I don’t go into bookstores as much as I used to.  Blame Amazon.com.  Blame the Kindle.  I don’t know.  I still love a good bookstore, but it’s now an occasional divergence and less of the habit it used to be.  One of the many downsides of less trips to the bookstore is that I sometimes miss truly interesting titles because I did not see an ad online or elsewhere.

I realized that today when I swung into a Barnes & Noble and saw that Flannery O’Connor’s 1946-1947 Prayer Journal has been published.  She was 21 when she began the journal and 22 when she stopped.  She wrote it while a student in Iowa City, studying writing.

I fell in love with the writings of Flannery O’Connor in college and have not ceased returning to them, always with great profit.  She was, in short, a phenomenal writer of short stories.  This little Georgia woman had an enthralling mind, a wonderful gift for crafting memorable and often jarring stories, and a devout Catholic faith.  Now, in this prayer journal, we are privileged to see a further glimpse into her spiritual life.
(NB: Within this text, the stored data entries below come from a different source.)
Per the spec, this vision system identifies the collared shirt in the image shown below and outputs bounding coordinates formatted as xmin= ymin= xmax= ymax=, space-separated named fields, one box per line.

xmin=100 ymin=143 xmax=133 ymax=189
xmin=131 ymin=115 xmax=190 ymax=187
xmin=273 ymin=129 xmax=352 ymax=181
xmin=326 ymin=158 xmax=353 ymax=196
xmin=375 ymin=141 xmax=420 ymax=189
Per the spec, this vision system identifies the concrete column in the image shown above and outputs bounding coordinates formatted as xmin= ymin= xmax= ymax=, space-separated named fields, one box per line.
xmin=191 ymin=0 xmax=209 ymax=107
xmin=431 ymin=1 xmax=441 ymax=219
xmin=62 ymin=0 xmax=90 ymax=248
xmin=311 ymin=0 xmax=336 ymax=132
It is brief and can be read in one sitting.  It really should be read.

In many ways, it reads the way you would expect the prayer journal of a young Christian to read.  We find a sense of struggle in these pages:  the struggle of a young woman trying to grow into her faith and trying to hold onto her faith in the face of consistent attacks upon it from within the academy.  She cries out to God numerous times for help.  She wants her faith to be real.  She does not want her faith to be based on fear.  She believes in Hell, and is frightened of it, but she wants to trust in God because she loves Him.

Parts of the journal are surprisingly insightful.  She is keenly aware of the typical psychological characterizations of religious faith and fervor.  Though she feels the force of these arguments, she refuses to believe that what she feels is a mere mental phenomenon.  She also has an amazing grasp of what a lack of faith in God does to human beings and of how we turn to sensuality as a substitute.  These parts of the journal really are impressive.

Many of the prayers are very practical.  She asks God to help her write and write well.  She is aware of her own ego and ambition, but she wants God to help her write for His glory.  She is aware of what she calls her own laziness and asks God to help her overcome this fault.  The final prayer bemoans her fixation on “Scotch oatmeal cookies” and “erotic thought.”

In all, this is a fascinating and encouraging little work.  It shows us the mind of a brilliant young woman who loved God yet was aware of her own struggles in doing so.  I would highly encourage you purchase and read this wonderful little work.  You will not regret it.